Pension oversight group votes against retirement benefits cut Panel will recommend Council reject proposal


A pension oversight group voted unanimously last night to oppose County Executive John G. Gary's plan to cut retroactively the retirement benefits of 44 current and former public officials.

Deborah Turner, chairman of the Pension Oversight Commission, said the panel will recommend that the County Council reject proposed legislation that contains the plan. The commission is an appointed panel of citizens and government employees with advisory powers.

The council could vote on the plan, which Mr. Gary says will save county taxpayers $4 million, on Oct. 16.

The legislation would repeal a portion of a 1989 law enhancing the retirement benefits of elected and appointed officials. It would raise the retirement age from 50 to 60 and cut monthly payments for appointees by 25 percent.

"I have a real problem, as a matter of public policy, with the county trying to abrogate a contract " said Edward J. Donahue III, a citizen member.

Mrs. Turner said the nine-member commission felt the enhanced benefits were "outrageously high." She said, however, that Mr.

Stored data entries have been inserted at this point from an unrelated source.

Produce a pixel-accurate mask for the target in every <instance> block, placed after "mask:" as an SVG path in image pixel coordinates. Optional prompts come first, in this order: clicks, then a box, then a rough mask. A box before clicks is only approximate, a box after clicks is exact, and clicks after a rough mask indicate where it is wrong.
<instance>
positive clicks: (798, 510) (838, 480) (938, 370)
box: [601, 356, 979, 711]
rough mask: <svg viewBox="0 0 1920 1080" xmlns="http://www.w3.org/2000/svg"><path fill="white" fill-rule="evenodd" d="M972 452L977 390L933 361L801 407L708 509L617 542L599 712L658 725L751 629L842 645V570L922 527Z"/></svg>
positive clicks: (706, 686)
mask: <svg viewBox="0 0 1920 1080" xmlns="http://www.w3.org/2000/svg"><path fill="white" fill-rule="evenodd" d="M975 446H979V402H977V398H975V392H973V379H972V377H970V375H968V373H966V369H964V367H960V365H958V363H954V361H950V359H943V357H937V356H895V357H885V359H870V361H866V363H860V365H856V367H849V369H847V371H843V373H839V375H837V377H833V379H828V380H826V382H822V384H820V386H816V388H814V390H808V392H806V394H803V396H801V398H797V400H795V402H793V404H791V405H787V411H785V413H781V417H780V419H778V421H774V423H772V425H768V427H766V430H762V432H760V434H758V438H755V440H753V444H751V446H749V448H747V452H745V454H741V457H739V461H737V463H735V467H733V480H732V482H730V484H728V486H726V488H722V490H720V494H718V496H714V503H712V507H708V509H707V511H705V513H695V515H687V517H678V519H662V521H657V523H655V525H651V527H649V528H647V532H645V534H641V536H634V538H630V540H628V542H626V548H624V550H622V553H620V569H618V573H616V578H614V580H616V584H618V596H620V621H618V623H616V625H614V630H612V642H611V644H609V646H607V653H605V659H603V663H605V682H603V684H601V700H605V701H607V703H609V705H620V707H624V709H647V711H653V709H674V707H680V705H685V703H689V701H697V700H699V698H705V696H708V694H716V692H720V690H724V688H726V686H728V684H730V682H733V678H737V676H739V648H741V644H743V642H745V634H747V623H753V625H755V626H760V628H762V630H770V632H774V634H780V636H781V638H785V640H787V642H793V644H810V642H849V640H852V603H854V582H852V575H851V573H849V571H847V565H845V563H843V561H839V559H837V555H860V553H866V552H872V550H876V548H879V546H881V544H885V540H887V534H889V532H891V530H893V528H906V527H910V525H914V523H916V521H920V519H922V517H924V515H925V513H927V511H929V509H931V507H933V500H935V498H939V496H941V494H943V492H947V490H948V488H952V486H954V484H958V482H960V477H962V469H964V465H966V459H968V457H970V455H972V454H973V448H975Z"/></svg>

Gary was "wrong" to punish employees and former employees who had no role in drafting or approving the enhancement six years ago.

She said those employees had made "life decisions" based on the promise of those benefits. "The bill is just unfair," said Dennis Howell, a county police officer and commission member.

Gary administration officials concede that, if approved, the cuts would be challenged in court.

"It's not absolutely without a shadow of a doubt that we can prevail if a suit is brought," county Personnel Director Hilton Wade told the commission last night before the vote. "We would not proceed if we did not believe we had a reasonable chance to prevail."

Commission members noted that they opposed similar legislation introduced last year by Councilwoman Diane Evans, an Arnold Republican, in part because they were told it had little chance of withstanding a court challenge. They said they believed that a legal challenge would be costly.

"I think this will cost the county more than $4 million in the long run," Mr. Donahue said. "Even if most of the provisions are upheld I don't think there are going to be any net savings."

The pension plan for elected and appointed officials became a controversial political issue after it was learned that the enhanced benefits package for those 44 employees would cost taxpayers as much as $14 million.

Mr. Gary has said that that estimate was overblown. After recalculating the cost and making a partial payment, however, the debt stands at $6.9 million.

OC Lawmakers closed that pension plan to new participants in 1993.